Okay. Great. And then thanks for the update, you’re still on track for the enrollment on C-Guardians. Maybe I missed this, but for CGuard Prime and Switchguard, the development efforts there, those still remain on track is the right way to think about it?

Marvin Slosman

Yes, I think so, Ben. We’ve moved through the engineering and V&V phase and development part of the process and we’re now on to the regulatory pathway. So Assuming things remain on track there, I think our timing relative to what we’ve spoken about before seems to be pretty consistent, but we’re now into the regulatory approval phase, which certainly has some variability.

Benjamin Haynor

Sure. That makes sense. And then lastly for me, on CREST-2, congrats. 20 sites, that’s maybe more than I might have expected. Do you know how many patients in the CAS arm remain to be enrolled? And it seems like you might expect a decent percentage of those if it’s 20 sites?

Marvin Slosman

Yes. It’s a good question, Ben. I don’t have a firm number on the patient enrollment overall. We know the stenting arm is a bit behind the other options.

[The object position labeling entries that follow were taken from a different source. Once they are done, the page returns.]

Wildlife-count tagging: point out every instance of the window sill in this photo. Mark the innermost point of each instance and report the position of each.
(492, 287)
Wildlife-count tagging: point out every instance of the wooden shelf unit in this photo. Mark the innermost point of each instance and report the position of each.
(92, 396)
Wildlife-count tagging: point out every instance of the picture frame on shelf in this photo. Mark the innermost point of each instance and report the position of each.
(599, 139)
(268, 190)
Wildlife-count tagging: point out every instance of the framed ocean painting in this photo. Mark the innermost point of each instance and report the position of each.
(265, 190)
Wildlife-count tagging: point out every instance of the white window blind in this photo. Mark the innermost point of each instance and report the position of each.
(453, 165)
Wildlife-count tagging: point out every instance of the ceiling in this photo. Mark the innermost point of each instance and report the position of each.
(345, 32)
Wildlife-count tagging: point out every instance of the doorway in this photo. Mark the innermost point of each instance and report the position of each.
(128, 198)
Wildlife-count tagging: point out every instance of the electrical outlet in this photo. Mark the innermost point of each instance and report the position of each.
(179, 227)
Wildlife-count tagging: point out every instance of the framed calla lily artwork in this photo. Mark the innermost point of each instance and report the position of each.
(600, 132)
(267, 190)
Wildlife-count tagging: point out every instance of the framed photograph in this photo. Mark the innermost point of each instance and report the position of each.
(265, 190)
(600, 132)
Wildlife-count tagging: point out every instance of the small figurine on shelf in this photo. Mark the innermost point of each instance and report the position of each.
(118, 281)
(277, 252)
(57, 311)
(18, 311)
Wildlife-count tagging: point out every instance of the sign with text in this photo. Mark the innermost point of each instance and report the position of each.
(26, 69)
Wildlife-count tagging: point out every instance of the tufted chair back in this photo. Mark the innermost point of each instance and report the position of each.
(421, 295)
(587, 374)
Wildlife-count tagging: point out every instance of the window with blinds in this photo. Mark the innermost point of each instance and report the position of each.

But we look forward to beginning the process of making CGuard available, like you said, to those 20 sites. We actually started with participants in the C-Guardians trial. There were also CREST-2 enrollers, easiest path to follow.

And then we’ve actually taken some CREST-2 sites that weren’t in C-Guardians and converted those back as well. So it’s been a good opportunity to have a discussion on CGuard for both of those options available to patients.

Benjamin Haynor

I think that’s all I had. Thanks for the update and taking the questions and congrats on all the progress.

Marvin Slosman

Thanks, Ben. We appreciate the coverage.

Operator

This concludes the question-and-answer session. I would like to turn the conference back over to Marvin Slosman for any closing remarks.

Marvin Slosman

Thank you, operator. I’d like to thank everyone for taking the call today and your ongoing support. We are extremely proud of the progress from this quarter and through the first half of the year and look forward to the next quarterly update in November and our continued progress.

Operator

This concludes today’s conference call. You may disconnect your lines. Thank you for participating, and have a pleasant day.